Java Authentication and Authorization Service (JAAS, pronounced “jazz”) is a set of APIs that is used for authenticating the identity of a user or client/computer and ensures that this entity, which is attempting to run Java code, has the proper privileges for the request. JAAS is an extension to the Java platform and was integrated in Java Standard Edition 1.4.
The Java Authentication and Authorization Service is Java’s implementation of the Pluggable Authentication Module (PAM) information security framework standard, which was first proposed by Sun Microsystems in October 1995 in the Open Software Foundation Request for Comments (RFC) 86.0. There was no real ratification of any PAM standard but an attempt was made to standardize it as part of the X/Open UNIX standardization process that later became the X/Open Single Sign-on (XSSO) standard, which was still not ratified. However, this was used as the basis for the JAAS implementation of PAM.

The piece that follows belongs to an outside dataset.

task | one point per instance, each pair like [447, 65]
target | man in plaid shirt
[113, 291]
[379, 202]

The JAAS process extends the usual security policy into adding privilege specification granted to the user requesting to execute Java code. Like most security processes, JAAS uses authentication and authorization. First it authenticates the requesting entity and determines if it really is who it says it is and finds out what privileges it has been given. Then it checks the type of request against the specification of privileges to determine if it has the authority for such a request. And then it finally gives or denies authorization based on the authentication process.
As an API, JAAS is independent of other Java APIs and can run concurrently with them, even with other security APIs. Because of this, new Java code, technologies and applications may be plugged in with little to no modification required.